Chico Prego e João da Viúva estão entre os principais nomes ligados à insurreição. Suas trajetórias permanecem na memória histórica como exemplos da luta contra a escravidão.

As ruínas da Igreja de São José do Queimado preservam parte dessa história. O local representa um importante espaço de memória e reflexão sobre a resistência da população negra no estado.

Comércio e agricultura impulsionaram o município

Na segunda metade do século XIX, a Serra passou por um período de crescimento econômico.

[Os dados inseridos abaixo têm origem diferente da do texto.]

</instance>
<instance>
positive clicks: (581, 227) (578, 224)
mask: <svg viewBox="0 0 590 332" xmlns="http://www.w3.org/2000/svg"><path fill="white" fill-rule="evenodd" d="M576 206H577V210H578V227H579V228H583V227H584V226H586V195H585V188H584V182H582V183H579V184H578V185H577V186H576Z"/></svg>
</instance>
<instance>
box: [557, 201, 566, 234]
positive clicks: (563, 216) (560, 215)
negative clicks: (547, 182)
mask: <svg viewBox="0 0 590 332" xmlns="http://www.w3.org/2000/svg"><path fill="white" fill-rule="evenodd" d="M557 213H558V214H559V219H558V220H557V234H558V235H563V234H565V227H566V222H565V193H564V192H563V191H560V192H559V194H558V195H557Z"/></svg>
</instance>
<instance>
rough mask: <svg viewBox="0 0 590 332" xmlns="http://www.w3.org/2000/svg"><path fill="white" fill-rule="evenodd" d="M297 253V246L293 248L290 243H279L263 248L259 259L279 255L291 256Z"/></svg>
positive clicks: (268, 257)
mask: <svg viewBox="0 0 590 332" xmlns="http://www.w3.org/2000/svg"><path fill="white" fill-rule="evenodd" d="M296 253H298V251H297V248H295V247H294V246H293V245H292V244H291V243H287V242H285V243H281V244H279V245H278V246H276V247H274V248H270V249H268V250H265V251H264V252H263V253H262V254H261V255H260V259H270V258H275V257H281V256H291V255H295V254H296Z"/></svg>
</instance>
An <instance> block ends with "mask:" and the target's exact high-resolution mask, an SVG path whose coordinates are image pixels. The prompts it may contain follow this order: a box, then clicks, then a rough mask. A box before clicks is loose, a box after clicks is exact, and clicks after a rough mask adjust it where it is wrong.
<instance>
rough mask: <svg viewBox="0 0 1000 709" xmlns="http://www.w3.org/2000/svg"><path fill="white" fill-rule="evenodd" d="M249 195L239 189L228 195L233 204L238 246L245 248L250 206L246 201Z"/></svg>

A posição entre Vitória e o norte do Espírito Santo favoreceu a circulação de pessoas e mercadorias.

A agricultura, especialmente a produção de açúcar e café, teve papel relevante nesse processo. A pecuária e outras atividades rurais também contribuíram para a economia local.

O Rio Santa Maria da Vitória era utilizado para o transporte de produtos agrícolas e alimentos. Na região de São José do Queimado, o Porto do Una ajudava a conectar as comunidades rurais aos principais centros comerciais da província.

Grandes canoas transportavam mercadorias pelo rio, fortalecendo a integração da Serra com outras localidades capixabas.

Industrialização transformou a cidade

Até a década de 1970, a Serra possuía uma população menor, formada principalmente por comunidades ligadas à pesca, à agricultura e às atividades rurais.

A expansão industrial da Grande Vitória mudou esse cenário. O município passou por um rápido crescimento populacional e recebeu famílias de diversas regiões do Brasil.

Em poucas décadas, a Serra se transformou em um dos principais polos econômicos e urbanos do Espírito Santo. Novos bairros surgiram, a infraestrutura foi ampliada e as atividades industriais ganharam espaço.

Mesmo diante das transformações, diferentes comunidades continuam preservando costumes religiosos, culturais e rurais. Essa convivência entre desenvolvimento e tradição tornou-se uma das principais características do município.

Com informações da Secretaria de Estado de Turismo (Setur).